Second, decide which layers of the KYA stack you build versus buy. The networks (Visa, Mastercard, Experian) and the platforms (Microsoft Agent 365, Stripe's agent stack, Google AP2 inside Cloud) are offering integrated capability on the lower layers. The presence and authority layers (1 and 2) can mostly be bought; choosing which standards to support and which provider to align with is the consequential decision, not the build itself. The action and audit layers (3 and 4) are operator work. They depend on your specific data, your specific scopes, your specific audit infrastructure, and they are not something a network can do on your behalf. Sequencing the build-versus-buy decisions in that order concentrates the build effort where it actually has to be.
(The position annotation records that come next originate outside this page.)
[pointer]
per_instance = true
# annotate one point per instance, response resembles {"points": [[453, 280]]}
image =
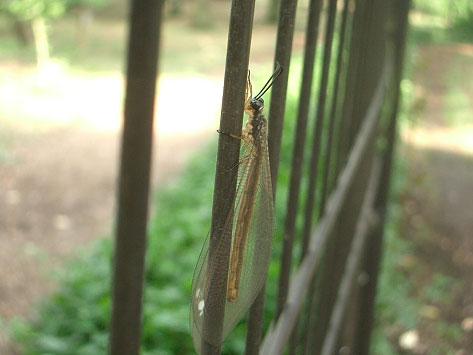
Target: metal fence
{"points": [[332, 290]]}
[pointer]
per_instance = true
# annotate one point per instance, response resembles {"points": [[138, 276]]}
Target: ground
{"points": [[437, 204], [58, 180]]}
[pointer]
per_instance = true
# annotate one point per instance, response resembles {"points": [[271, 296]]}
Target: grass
{"points": [[74, 320]]}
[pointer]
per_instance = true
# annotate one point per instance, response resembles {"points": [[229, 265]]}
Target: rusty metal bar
{"points": [[343, 146], [238, 49], [278, 336], [287, 16], [365, 223], [315, 153], [318, 127], [310, 47], [134, 180], [375, 240], [333, 108], [296, 171]]}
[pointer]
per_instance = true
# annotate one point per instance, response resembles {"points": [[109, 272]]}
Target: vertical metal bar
{"points": [[314, 161], [297, 156], [375, 241], [369, 70], [338, 245], [310, 47], [236, 69], [318, 127], [333, 108], [287, 16], [351, 80], [134, 180]]}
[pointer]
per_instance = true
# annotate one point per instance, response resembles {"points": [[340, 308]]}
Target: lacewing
{"points": [[251, 224]]}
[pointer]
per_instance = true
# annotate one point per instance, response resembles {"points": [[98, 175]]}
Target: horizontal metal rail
{"points": [[366, 222], [278, 335]]}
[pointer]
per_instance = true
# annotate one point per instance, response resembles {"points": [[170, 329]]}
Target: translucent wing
{"points": [[255, 252]]}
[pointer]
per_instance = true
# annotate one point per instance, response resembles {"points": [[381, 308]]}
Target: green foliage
{"points": [[74, 320]]}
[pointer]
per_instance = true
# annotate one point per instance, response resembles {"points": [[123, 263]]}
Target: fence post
{"points": [[134, 180], [236, 69], [375, 239], [287, 15]]}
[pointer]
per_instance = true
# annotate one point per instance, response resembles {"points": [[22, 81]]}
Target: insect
{"points": [[251, 224]]}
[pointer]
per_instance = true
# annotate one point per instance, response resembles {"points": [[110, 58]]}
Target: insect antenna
{"points": [[270, 81]]}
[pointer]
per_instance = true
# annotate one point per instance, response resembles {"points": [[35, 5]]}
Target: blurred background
{"points": [[61, 90]]}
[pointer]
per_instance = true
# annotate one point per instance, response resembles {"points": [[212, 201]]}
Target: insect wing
{"points": [[256, 257]]}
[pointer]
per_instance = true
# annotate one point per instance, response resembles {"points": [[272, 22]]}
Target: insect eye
{"points": [[257, 104]]}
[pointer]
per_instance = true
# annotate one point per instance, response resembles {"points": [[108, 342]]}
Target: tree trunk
{"points": [[22, 32]]}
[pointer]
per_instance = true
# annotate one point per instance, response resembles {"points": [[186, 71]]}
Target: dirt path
{"points": [[57, 195], [438, 203]]}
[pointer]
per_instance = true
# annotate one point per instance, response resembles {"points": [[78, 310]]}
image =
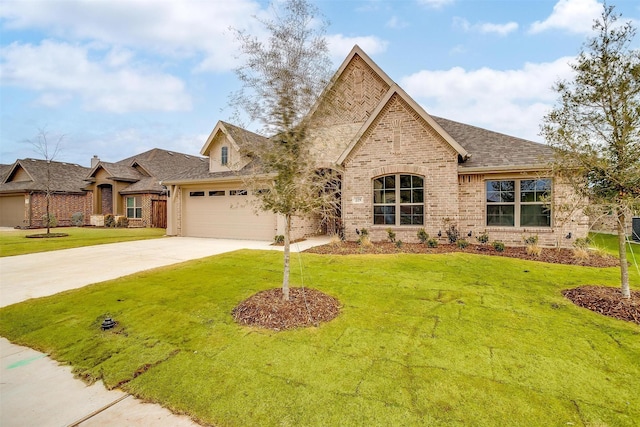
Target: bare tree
{"points": [[595, 129], [282, 79], [49, 151]]}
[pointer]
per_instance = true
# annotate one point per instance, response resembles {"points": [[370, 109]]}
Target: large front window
{"points": [[519, 203], [134, 207], [398, 200]]}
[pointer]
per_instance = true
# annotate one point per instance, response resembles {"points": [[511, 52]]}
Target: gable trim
{"points": [[355, 51], [220, 128], [13, 170]]}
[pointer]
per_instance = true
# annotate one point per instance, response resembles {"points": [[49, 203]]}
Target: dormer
{"points": [[18, 174], [225, 145]]}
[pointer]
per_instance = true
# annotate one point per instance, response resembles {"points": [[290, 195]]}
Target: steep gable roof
{"points": [[117, 172], [63, 177], [238, 137], [161, 164], [396, 90]]}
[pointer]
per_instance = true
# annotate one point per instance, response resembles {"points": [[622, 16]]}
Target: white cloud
{"points": [[396, 23], [185, 28], [340, 45], [435, 4], [485, 27], [501, 29], [104, 81], [509, 101], [574, 16]]}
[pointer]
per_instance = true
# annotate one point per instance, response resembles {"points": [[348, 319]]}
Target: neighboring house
{"points": [[23, 188], [132, 188], [401, 169]]}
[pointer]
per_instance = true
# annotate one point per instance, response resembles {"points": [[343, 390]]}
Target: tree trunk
{"points": [[48, 197], [622, 251], [287, 256]]}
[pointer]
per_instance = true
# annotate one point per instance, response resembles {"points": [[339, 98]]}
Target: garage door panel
{"points": [[229, 217]]}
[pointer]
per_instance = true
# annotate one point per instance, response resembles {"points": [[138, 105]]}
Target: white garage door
{"points": [[11, 211], [224, 213]]}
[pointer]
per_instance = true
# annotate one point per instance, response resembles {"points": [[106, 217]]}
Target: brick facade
{"points": [[415, 149], [63, 206], [565, 220], [395, 136]]}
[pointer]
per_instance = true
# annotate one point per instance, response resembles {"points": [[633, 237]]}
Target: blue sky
{"points": [[119, 77]]}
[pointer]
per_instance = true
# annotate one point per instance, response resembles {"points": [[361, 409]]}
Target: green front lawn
{"points": [[453, 339], [14, 242]]}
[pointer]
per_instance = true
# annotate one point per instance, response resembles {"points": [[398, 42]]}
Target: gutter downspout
{"points": [[30, 209]]}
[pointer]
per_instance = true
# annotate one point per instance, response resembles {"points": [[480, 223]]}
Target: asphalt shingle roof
{"points": [[64, 177], [163, 164], [488, 149]]}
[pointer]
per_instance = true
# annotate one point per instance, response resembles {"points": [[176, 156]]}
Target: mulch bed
{"points": [[45, 235], [552, 255], [306, 307], [606, 301]]}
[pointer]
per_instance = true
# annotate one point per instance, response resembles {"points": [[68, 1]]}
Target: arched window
{"points": [[398, 200], [224, 156]]}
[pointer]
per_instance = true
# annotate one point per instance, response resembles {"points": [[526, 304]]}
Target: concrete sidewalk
{"points": [[35, 390]]}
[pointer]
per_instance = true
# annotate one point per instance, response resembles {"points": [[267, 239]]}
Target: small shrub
{"points": [[364, 241], [335, 241], [109, 220], [49, 221], [423, 236], [534, 250], [391, 235], [77, 219], [483, 238], [453, 234], [581, 254], [532, 246], [582, 243]]}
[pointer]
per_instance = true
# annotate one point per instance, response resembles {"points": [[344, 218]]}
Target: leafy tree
{"points": [[595, 129], [282, 79], [49, 151]]}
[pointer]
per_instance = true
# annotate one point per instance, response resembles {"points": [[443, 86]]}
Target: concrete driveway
{"points": [[35, 390]]}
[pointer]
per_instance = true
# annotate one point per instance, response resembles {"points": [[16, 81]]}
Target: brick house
{"points": [[401, 169], [23, 192], [130, 188]]}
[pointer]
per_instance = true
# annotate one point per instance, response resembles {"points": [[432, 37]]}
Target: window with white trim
{"points": [[134, 207], [224, 156], [398, 200], [518, 203]]}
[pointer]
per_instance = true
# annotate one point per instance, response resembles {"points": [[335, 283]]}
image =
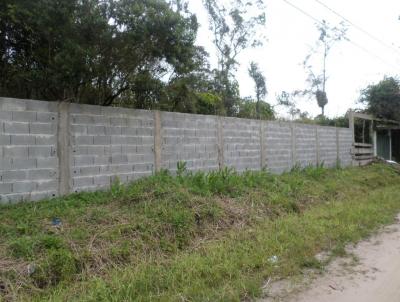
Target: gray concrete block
{"points": [[5, 188], [82, 181], [12, 104], [13, 175], [89, 171], [50, 140], [24, 116], [36, 196], [43, 128], [5, 164], [82, 140], [5, 139], [15, 151], [81, 119], [49, 162], [102, 160], [84, 160], [23, 163], [41, 106], [46, 117], [102, 180], [23, 187], [79, 129], [13, 198], [118, 121], [22, 139], [96, 130], [102, 140], [5, 116], [41, 151], [42, 174], [16, 128]]}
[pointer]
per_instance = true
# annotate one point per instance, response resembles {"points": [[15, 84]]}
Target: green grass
{"points": [[192, 237]]}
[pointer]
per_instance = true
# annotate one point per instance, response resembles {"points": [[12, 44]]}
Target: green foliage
{"points": [[260, 86], [328, 36], [59, 265], [234, 28], [255, 110], [93, 51], [197, 235], [383, 99]]}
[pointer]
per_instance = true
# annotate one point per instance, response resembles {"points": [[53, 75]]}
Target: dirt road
{"points": [[375, 278]]}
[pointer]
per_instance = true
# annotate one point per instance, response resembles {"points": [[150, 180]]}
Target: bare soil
{"points": [[371, 274]]}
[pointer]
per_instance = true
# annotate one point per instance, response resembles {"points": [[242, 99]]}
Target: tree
{"points": [[328, 36], [95, 51], [250, 109], [234, 29], [383, 99], [260, 85], [288, 101]]}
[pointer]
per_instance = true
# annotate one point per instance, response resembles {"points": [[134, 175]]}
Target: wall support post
{"points": [[63, 149], [157, 140]]}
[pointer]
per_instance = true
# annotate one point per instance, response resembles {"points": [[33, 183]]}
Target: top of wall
{"points": [[14, 104]]}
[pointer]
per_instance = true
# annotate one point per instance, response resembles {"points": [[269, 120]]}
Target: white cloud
{"points": [[290, 34]]}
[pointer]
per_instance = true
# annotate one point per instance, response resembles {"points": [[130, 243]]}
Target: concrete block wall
{"points": [[305, 145], [328, 146], [345, 145], [28, 150], [107, 143], [50, 149], [241, 143], [189, 138], [278, 146]]}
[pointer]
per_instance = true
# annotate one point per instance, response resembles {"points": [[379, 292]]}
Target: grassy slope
{"points": [[194, 237]]}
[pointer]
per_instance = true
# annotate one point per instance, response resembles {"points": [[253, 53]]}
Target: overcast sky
{"points": [[290, 35]]}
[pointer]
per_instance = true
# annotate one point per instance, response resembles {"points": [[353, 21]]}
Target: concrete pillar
{"points": [[351, 125], [263, 156], [337, 147], [293, 144], [220, 142], [63, 149], [317, 151], [157, 140]]}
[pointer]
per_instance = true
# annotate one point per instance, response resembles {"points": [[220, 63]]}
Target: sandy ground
{"points": [[373, 277]]}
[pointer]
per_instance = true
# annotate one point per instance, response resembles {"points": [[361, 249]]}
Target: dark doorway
{"points": [[396, 145], [383, 144]]}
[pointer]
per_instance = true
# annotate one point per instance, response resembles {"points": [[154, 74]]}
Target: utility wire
{"points": [[346, 39], [358, 27]]}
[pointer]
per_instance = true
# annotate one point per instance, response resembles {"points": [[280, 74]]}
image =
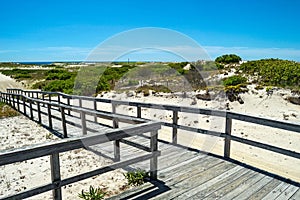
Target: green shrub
{"points": [[228, 58], [234, 80], [7, 111], [136, 178], [92, 194], [274, 72]]}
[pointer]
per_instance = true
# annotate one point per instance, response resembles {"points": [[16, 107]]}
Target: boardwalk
{"points": [[182, 173]]}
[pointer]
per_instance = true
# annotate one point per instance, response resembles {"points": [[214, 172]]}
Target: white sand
{"points": [[7, 82], [257, 103], [19, 131]]}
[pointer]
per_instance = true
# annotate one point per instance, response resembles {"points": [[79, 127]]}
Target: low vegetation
{"points": [[92, 194], [136, 178], [7, 111], [273, 72]]}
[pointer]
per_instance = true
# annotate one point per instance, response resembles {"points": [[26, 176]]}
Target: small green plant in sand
{"points": [[136, 178], [92, 194], [7, 111]]}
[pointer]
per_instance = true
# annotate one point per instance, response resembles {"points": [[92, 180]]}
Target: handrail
{"points": [[55, 148], [228, 115]]}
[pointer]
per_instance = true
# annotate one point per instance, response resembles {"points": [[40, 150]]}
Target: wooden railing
{"points": [[229, 117], [138, 127]]}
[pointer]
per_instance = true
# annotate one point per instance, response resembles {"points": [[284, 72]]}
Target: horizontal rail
{"points": [[8, 157], [228, 115]]}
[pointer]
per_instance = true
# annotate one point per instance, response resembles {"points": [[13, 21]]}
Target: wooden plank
{"points": [[21, 154], [83, 123], [192, 179], [195, 130], [266, 147], [213, 188], [296, 196], [266, 122], [265, 189], [55, 175], [276, 191], [174, 130], [153, 160], [63, 122], [288, 193], [254, 188], [205, 185], [228, 127], [230, 186]]}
The asymmetry to remember is that the standards work is on a 12 to 24 month horizon, while the procurement, assurance, and insurance pressure is on a 6 to 12 month horizon. Operators who wait for the standards to settle before starting the operator-side work will arrive too late. Similar logic applies to the parallel machine-readable differentiation work that sits one layer above this in the AI-mediated buying stack.
Of the four layers (presence, authority, action, audit), which one has the most explicit owner in your organisation today, and which one has none? The honest answer is usually where the work starts.
Sources: Visa, "Visa unveils Trusted Agent Protocol", press release, 14 October 2025: usa.visa.com. Mastercard, "How Verifiable Intent builds trust in agentic AI commerce", March 2026: mastercard.com. FIDO Alliance, "FIDO Alliance to develop standards for trusted AI agent interactions", 28 April 2026: fidoalliance.org. Experian, "Experian launches Agent Trust", 30 April 2026: experian.com. FIDO Alliance, "The agentic era is here. Now we need to make it trustworthy", 14 May 2026: fidoalliance.org. Dan Mountstephen, Fortune (commentary), 13 April 2026: fortune.com. Stanford HAI, "The 2026 AI Index Report", April 2026: hai.stanford.edu. Microsoft Security Blog, "Microsoft Agent 365, now generally available", 1 May 2026: microsoft.com. Stripe, "Everything we announced at Sessions 2026", 29 April 2026: stripe.com. Cloudflare, "Forget IPs: using cryptography to verify bot and agent traffic", May 2025: blog.cloudflare.com. Lloyd's of London, Armilla AI coverholder profile: lloyds.com. Testudo, "Lloyd's syndicates commit more capacity to generative AI liability insurance", 26 February 2026: testudo.co.